Cyberattack of the safety systems in a petrochemical plant: This was an attack on the safety systems of a petrochemical plant in Saudi Arabia in 2017. The safety systems attacked are used extensively throughout the US in oil/gas, chemicals, water, nuclear, and other industries including in federal facilities. The petrochemical plant shutdown because of malware in the engineer’s safety system workstation. The shutdown was not identified as being caused by a cyberattack and consequently the plant was restarted with the malware still installed.
EO limitations: The EO assumes a cyberattack would be identified. The Saudi Arabian case demonstrates that a cyberattack that shuts down a large facility may not be identified as being cyber-related. Most of the cases in my database, which include US federal facilities, also were not identified as being cyber-related.
Colonial Pipeline shutdown: The pipeline was shutdown for safety considerations when the scheduling information which identified what was in the pipeline at the various locations was compromised by the ransomware. The pipeline directly and indirectly supplies US federal facilities. Operations was not involved in deciding what was on the IT network.
EO Limitations: The EO does not address participation by engineering or operational organizations including in the Safety Cybersecurity Safety Review Board.
Aurora vulnerability: Aurora is a physics-based attack that uses NO malware. The Aurora vulnerability can bring the grid down for 9-18 MONTHS by damaging or destroying critical generators and other large Alternating Current (AC) equipment as well as large electric transformers. Aurora incidents (whether unintentional or malicious) have already damaged chiller motors in a data center as well as damaged large power plant equipment. In 2015, DHS declassified much of the details of the 2007 Aurora test at the Idaho National Laboratory. The Russians did the first of the two steps of an Aurora attack with the 2015 Ukrainian power grid attack. Moreover, the Russians have been in the US electric grids since at least 2014.

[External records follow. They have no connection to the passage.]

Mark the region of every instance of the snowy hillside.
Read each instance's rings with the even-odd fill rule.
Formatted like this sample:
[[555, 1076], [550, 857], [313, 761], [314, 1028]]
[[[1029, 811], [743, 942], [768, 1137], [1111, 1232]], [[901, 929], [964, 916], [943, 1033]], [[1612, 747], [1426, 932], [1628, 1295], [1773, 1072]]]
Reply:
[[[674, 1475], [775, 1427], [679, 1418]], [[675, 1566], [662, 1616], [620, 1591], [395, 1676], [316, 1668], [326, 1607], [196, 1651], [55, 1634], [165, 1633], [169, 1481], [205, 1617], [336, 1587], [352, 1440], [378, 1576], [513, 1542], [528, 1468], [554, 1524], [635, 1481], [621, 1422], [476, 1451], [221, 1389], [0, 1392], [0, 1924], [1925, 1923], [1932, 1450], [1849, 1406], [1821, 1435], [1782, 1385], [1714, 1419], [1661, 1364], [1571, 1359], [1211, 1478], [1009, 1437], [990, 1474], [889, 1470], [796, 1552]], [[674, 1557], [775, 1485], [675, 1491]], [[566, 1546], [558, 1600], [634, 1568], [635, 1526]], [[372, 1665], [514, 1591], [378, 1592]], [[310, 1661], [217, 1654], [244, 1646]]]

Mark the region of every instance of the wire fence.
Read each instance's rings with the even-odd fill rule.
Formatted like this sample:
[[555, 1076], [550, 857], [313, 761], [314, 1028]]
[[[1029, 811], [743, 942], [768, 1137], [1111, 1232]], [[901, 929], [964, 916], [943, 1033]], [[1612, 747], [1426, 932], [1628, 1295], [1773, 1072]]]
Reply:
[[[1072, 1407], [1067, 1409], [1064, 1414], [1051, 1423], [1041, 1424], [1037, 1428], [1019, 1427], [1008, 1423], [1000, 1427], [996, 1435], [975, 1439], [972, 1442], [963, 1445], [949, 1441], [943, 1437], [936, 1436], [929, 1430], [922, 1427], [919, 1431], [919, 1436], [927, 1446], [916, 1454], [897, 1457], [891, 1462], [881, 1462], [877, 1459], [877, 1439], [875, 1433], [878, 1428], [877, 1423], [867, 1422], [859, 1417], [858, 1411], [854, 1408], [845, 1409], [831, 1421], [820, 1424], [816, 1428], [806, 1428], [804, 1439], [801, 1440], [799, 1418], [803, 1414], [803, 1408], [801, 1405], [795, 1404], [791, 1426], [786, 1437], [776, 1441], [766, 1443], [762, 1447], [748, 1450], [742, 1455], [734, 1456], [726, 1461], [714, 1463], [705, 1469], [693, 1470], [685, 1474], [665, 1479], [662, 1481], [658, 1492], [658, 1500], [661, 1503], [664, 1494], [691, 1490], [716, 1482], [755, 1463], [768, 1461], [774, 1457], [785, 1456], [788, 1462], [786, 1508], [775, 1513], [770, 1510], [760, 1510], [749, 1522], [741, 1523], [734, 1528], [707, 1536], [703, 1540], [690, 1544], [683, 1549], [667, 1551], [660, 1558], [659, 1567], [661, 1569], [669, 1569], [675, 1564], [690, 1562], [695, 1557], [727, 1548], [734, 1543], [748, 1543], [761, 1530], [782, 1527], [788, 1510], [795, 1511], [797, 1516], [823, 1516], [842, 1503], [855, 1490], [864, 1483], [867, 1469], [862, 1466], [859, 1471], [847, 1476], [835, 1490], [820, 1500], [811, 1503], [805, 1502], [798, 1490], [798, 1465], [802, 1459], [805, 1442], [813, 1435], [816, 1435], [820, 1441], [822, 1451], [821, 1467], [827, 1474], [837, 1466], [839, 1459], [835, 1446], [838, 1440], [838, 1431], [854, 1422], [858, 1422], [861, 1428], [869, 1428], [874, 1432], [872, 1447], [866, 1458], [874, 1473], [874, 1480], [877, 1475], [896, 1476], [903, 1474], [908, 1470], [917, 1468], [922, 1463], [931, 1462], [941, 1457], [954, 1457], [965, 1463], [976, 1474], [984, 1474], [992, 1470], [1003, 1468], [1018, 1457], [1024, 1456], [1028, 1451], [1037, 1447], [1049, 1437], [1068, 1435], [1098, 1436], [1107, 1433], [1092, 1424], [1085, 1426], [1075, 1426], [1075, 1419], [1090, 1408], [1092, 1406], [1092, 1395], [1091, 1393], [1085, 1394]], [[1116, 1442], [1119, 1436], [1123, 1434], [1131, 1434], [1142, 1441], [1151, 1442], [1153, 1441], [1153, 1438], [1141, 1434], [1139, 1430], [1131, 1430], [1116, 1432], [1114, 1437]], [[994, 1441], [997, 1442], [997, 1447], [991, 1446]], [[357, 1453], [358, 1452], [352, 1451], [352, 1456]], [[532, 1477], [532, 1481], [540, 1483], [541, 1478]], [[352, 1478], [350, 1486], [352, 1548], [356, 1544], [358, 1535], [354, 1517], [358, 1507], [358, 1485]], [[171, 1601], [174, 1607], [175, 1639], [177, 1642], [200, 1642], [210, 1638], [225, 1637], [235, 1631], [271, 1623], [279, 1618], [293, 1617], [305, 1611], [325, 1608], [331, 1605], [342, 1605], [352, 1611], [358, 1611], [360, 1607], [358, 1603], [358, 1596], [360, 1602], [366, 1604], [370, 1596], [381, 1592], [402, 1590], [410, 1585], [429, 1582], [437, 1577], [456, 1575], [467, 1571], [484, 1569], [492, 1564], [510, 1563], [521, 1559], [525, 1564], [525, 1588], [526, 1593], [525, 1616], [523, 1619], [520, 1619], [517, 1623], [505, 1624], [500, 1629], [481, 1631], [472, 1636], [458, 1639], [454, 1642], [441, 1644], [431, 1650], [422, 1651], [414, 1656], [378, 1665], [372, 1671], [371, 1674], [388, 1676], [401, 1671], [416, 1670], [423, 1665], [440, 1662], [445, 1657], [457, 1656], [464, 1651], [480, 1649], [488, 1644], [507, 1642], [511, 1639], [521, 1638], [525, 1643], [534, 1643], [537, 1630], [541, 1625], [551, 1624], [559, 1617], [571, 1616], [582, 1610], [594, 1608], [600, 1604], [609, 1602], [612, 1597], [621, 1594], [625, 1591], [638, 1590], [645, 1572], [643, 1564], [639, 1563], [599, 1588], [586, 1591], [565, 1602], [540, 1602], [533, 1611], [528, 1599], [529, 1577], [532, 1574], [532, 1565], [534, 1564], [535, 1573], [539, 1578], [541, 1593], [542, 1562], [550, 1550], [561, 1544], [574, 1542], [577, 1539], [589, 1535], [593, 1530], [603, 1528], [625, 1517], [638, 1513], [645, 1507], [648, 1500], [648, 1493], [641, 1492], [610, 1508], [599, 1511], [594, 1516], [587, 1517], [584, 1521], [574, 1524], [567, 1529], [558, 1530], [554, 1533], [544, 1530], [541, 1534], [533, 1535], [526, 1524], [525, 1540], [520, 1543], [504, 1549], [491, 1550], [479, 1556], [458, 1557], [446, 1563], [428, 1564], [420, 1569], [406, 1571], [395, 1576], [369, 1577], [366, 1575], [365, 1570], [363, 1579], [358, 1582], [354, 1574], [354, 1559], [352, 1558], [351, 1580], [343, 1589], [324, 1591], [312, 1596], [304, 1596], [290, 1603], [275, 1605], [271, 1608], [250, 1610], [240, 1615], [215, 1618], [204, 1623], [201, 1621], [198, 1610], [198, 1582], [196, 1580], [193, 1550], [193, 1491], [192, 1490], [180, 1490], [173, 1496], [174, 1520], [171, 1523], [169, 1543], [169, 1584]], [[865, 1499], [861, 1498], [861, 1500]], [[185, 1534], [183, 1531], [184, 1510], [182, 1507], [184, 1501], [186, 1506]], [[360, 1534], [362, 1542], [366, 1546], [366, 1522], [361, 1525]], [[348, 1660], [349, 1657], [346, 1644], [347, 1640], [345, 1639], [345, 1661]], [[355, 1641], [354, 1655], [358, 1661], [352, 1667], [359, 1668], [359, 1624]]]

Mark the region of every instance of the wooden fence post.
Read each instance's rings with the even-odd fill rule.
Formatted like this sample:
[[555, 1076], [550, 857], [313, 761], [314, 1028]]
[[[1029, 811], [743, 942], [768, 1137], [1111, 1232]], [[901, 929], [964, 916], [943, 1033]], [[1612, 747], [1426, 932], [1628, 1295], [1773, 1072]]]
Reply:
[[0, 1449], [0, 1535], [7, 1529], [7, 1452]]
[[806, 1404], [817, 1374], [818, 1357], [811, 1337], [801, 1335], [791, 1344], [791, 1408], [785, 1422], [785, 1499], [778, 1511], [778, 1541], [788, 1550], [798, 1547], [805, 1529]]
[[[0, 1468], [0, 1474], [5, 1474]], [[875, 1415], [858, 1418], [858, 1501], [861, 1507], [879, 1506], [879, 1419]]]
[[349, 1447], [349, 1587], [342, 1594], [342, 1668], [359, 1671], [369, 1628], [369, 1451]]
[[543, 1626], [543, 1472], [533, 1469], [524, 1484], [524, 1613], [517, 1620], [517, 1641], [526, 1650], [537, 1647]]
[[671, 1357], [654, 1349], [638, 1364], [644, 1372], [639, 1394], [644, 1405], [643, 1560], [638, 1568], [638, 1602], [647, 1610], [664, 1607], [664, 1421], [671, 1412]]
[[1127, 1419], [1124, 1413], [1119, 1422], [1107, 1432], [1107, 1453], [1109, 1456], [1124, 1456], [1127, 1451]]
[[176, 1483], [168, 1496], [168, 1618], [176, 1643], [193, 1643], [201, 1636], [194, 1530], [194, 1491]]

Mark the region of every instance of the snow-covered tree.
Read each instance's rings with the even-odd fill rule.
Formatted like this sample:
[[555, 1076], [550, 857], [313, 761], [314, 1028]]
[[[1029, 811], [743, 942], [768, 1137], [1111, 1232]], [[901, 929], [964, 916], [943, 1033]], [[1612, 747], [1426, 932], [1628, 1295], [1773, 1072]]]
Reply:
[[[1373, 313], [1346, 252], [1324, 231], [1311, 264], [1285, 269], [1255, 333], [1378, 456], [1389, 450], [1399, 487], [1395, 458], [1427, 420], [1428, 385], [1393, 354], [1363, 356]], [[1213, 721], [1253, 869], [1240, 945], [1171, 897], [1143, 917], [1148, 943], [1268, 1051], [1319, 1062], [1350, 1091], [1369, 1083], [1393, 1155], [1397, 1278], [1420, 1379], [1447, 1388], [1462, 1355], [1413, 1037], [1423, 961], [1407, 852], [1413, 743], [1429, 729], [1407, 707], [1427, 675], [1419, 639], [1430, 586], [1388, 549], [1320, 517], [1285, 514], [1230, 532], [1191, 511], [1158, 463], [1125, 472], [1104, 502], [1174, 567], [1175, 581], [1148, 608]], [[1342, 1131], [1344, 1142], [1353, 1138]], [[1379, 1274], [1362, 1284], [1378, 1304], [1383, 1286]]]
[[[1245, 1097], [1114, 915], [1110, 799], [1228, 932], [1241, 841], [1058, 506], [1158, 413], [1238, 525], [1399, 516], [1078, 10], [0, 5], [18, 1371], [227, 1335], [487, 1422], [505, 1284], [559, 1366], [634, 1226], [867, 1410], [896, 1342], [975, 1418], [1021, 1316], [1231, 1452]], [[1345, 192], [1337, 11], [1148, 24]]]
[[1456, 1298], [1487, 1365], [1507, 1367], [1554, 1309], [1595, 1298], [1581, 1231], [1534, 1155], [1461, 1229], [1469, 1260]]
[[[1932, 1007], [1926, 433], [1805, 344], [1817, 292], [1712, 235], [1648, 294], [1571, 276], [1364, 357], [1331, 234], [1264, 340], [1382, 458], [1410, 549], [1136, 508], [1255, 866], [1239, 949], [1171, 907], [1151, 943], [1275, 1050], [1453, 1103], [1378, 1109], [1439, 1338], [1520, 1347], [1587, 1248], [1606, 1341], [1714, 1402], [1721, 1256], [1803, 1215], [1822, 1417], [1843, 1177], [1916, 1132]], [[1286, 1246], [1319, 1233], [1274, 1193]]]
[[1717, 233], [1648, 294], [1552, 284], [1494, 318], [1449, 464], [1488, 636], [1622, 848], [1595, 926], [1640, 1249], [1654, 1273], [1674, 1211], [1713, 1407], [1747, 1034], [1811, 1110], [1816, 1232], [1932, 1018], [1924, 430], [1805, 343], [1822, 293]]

EO Limitations: Physics-based attacks such as Aurora are not network attacks so there is nothing in the EO to address these types of attacks. There are effectively no cyber forensics to detect these types of catastrophic attacks. The people that would be needed to address Aurora are engineers not network security personnel.
Summary
An EO on cybersecurity has been desperately needed. However, the May 12, 2021 EO did not address the unique issues associated with control systems and exacerbates the cultural gap between network and engineering. It did not address the control system cyber security issues with SolarWinds, Colonial Pipelines, or other significant control system cyber incidents that have occurred to date. As noted by Vytautas’s blog, the lack of adequate control system cyber security is not unique to the US. These control system cyber security gaps in the EO need to be reconsidered before it is too late.